Pielke's graph fits nicely with a graph that appeared in the IPCC's fourth and latest report measuring the record of predictions that appeared in the three previous reports against their own chosen temperature record for the periods of those predictions. Even with the luxury of choosing their own record and drawing their own trend line, their predictions look about as useful as Britney Spears's childcare advice.
"The science is settled"? Who are you kidding. Given the disparity between predictions and records -- and even between records -- then as Piekle suggests, it's barely even possible to see what actual measurable predictions climate scientists are even making.
Absent an ability to rigorously evaluate forecasts, in the presence of multiple valid approaches to observational data we run the risk of engaging in all sorts of cognitive traps -- such as availability bias and confirmation bias. So here is a plea to the climate community: when you say that you are predicting something like global temperature or sea ice extent or hurricanes -- tell us is specific detail what those variables are, who is measuring them, and where to look in the future to verify the predictions. If weather forecasters, stock brokers, and gamblers can do it, then you can too.

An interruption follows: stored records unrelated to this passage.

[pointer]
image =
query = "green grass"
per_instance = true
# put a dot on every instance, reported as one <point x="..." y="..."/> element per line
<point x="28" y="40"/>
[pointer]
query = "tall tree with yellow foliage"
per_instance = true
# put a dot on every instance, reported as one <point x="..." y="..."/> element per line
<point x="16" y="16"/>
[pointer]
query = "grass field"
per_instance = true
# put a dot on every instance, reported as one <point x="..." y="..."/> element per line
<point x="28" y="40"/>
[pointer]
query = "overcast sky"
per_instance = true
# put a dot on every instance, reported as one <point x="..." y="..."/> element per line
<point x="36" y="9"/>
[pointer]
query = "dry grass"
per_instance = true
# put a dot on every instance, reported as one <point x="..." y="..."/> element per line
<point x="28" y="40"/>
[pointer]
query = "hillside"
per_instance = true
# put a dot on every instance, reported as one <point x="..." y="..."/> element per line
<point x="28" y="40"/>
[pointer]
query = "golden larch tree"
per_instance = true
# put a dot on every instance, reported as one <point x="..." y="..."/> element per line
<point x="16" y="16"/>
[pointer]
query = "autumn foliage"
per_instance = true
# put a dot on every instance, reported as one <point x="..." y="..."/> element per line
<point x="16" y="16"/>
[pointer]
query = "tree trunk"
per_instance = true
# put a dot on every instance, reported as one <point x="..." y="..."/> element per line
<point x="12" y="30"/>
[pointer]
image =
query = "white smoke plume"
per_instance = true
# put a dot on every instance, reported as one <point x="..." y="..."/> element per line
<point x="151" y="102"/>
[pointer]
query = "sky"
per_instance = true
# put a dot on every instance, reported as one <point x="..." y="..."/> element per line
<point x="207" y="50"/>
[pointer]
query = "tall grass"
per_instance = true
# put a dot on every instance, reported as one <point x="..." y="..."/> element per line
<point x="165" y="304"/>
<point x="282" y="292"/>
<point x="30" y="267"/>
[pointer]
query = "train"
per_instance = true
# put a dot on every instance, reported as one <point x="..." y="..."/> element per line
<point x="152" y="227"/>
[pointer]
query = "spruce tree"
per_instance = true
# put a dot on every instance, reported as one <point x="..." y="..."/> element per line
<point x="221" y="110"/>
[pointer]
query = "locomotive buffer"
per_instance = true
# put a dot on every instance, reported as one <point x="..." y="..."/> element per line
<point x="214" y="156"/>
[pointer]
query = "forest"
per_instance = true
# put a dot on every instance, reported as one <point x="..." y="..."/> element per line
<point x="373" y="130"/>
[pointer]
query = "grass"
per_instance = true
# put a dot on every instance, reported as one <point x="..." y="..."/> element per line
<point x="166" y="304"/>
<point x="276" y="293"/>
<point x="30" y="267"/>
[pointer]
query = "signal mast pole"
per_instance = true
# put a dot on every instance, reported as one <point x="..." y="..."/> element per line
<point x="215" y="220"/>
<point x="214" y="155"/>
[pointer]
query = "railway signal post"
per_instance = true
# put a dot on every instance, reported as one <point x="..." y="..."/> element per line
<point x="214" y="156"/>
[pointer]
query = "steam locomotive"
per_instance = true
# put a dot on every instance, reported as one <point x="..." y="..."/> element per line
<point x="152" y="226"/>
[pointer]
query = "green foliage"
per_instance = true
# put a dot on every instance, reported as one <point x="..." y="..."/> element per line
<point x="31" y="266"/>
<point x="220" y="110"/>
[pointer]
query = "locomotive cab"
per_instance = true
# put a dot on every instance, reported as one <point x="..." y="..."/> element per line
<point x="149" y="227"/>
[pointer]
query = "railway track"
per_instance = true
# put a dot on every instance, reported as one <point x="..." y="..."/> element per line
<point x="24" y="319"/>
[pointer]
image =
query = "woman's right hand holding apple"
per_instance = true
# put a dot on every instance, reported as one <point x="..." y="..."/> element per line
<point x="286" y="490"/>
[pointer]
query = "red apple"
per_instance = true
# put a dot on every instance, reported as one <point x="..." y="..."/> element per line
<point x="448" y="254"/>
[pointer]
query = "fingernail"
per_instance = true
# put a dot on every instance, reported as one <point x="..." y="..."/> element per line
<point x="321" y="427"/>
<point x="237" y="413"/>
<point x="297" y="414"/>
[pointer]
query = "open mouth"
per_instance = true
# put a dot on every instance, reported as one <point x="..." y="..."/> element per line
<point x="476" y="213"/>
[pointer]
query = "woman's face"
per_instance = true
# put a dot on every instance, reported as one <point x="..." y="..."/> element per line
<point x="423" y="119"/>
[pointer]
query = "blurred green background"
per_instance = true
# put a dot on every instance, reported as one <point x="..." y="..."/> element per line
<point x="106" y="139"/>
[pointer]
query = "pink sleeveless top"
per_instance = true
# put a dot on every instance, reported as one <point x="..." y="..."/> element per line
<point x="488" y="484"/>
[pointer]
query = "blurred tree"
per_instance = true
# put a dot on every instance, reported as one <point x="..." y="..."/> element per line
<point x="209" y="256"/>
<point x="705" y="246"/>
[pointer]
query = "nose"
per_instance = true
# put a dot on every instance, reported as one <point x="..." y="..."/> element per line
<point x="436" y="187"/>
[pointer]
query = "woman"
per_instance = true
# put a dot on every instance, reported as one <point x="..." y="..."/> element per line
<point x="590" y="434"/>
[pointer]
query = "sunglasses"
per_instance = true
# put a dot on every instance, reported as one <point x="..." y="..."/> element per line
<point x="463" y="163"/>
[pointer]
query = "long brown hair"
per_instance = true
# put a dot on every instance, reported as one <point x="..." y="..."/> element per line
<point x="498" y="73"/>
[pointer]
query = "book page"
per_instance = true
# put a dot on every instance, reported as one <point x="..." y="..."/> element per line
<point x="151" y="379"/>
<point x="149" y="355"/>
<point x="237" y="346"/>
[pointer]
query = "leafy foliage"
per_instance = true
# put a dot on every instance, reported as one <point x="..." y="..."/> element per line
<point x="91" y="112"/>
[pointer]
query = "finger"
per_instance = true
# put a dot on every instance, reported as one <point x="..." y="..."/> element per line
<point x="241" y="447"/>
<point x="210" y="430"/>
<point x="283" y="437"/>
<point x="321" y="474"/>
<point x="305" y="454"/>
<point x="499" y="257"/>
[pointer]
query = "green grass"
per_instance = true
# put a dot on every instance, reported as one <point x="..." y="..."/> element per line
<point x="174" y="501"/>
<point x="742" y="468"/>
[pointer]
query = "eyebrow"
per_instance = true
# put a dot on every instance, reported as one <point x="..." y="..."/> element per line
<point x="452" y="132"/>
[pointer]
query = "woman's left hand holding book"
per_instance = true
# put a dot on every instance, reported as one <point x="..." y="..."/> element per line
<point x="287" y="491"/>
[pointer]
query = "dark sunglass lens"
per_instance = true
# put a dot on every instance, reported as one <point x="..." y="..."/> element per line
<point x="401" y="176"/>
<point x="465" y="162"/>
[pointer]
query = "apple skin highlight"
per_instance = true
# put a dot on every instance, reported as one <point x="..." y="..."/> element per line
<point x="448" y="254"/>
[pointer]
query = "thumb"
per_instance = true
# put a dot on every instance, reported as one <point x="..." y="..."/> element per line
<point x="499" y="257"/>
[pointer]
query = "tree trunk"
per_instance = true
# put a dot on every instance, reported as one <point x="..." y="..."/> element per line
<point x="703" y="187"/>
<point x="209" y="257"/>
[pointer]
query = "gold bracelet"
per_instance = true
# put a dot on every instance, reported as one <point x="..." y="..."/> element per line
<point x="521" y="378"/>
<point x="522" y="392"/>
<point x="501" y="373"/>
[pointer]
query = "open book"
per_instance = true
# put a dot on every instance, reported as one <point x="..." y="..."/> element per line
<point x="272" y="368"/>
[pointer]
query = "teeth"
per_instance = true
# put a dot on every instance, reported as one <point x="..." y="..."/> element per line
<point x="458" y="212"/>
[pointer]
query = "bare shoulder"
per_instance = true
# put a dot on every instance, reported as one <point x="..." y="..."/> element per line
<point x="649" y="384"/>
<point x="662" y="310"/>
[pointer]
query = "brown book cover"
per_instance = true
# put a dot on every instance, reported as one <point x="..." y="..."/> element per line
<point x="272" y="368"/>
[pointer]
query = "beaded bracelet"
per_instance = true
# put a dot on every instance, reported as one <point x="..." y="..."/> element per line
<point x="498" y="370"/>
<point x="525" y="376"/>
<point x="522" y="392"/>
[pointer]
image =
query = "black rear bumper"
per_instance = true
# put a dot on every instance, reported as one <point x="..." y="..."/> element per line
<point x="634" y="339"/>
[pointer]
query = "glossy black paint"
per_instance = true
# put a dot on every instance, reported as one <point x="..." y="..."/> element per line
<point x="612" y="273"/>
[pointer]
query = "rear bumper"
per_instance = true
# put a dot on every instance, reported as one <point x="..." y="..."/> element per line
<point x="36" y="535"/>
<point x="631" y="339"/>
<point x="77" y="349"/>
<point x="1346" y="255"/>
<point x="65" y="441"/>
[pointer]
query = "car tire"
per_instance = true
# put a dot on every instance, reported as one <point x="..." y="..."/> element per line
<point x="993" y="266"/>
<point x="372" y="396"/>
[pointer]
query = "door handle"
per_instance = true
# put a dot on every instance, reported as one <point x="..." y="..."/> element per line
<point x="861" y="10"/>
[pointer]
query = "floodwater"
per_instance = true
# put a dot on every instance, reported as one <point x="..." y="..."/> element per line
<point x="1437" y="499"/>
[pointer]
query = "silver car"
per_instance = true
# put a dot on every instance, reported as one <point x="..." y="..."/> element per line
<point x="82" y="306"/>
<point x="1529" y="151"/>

UPDATE 2: Tim Blair checks out some more unsettling "science is settled" revelations from a few years back:
Remember the “secret Pentagon report” on global warming from a few years back? The secret report that wasn’t secret? Here’s one of the report’s predictions, as understood by Britain’s Observer newspaper:
As early as next year widespread flooding by a rise in sea levels will create major upheaval for millions.
That was written four years ago - before the Great Upheaval of ’05. Caused by the rising.